Working as a student in Hungary — up to 24 hours per week during term, full-time in holidays, the tax number you need first, and the genuinely accessible EU Blue Card and Hungary Card routes after graduation.

Updated May 30, 2026 8 min read

Work & Career in Hungary

Hungary is one of the more student-friendly EU countries for work. Both EU and non-EU students can work up to 24 hours per week during term and full-time during holidays, the bureaucracy to get started is reasonable, and the post-study pathway through the EU Blue Card and Hungary Card is genuinely accessible — especially in IT, engineering, healthcare, and the shared-service centres that fill Budapest. This guide covers the real rules on part-time work, the tax number you need first, the Budapest job market, and how to plan for staying on after graduation.
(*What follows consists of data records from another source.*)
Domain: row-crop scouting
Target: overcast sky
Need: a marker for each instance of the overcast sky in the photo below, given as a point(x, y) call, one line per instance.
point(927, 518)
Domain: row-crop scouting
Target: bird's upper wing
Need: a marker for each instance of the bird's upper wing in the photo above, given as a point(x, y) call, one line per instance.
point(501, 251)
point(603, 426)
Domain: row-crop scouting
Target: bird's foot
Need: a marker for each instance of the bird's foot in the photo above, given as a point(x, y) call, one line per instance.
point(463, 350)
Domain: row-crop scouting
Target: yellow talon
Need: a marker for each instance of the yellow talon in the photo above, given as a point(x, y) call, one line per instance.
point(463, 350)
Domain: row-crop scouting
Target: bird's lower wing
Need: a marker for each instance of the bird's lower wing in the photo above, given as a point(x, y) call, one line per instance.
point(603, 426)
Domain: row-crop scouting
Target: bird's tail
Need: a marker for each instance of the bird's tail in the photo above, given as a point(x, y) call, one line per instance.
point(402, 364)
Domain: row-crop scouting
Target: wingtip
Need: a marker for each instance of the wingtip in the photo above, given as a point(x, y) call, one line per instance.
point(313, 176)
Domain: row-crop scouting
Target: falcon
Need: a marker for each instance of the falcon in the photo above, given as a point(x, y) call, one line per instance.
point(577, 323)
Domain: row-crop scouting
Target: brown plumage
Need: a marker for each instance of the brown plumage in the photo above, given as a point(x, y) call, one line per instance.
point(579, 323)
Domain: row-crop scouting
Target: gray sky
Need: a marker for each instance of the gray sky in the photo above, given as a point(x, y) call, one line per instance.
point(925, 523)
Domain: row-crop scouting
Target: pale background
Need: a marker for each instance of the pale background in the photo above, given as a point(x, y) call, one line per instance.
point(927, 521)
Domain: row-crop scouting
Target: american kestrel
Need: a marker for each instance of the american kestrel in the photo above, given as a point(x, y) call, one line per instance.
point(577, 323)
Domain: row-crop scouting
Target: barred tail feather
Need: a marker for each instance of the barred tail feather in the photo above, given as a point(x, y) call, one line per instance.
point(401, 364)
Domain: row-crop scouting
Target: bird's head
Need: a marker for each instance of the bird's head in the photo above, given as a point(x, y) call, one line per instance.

Working During Your Studies

The rules — and they are fair

International students on a residence permit for study (non-EU) or a registration certificate (EU) may work:

  • Up to 24 hours per week during the academic term
  • Full-time (up to 40 hours/week) during semester breaks and official university holidays
  • In any sector and any role the law permits — no narrow sector restrictions
  • As long as your studies remain your main purpose

The right to work is built into your residence permit for non-EU students — you do not need a separate work permit. This is markedly more open than countries like Malaysia (20 hours, breaks only) or even Germany (140 full days / 280 half days per year), and roughly comparable to Poland and the Czech Republic.

What you need before starting

Three things must be in place:

  1. Valid residence permit for study (or EU registration certificate)
  2. Hungarian tax numberadóazonosító jel — issued free at any NAV (Nemzeti Adó- és Vámhivatal) office in about 30 minutes with your passport and address card
  3. Hungarian bank account at OTP, K&H, Erste, Raiffeisen, or similar

Bring all three to your first employer and they can register you legally and pay you. Many students get the tax number in their first week — it is genuinely one of the easier pieces of Hungarian bureaucracy.

A realistic pay picture

Wages are modest in EUR terms but the cost of living is correspondingly low. As of 2026:

  • Minimum wage (minimálbér): HUF 290,800 gross/month (€730)
  • Guaranteed minimum for qualified jobs (garantált bérminimum): HUF 348,800 gross/month (€875)
  • Hourly minimum: HUF 1,670 (€4.20)
  • Shared-service / BPO entry: HUF 400,000-600,000 gross/month (~€1,000-1,500)

For students under 25, the under-25s income tax break (25 év alattiak SZJA-mentessége) removes the 15% personal income tax up to the average gross wage, which sharply increases take-home pay. Check your eligibility — it is one of the most valuable perks for young people in Hungary.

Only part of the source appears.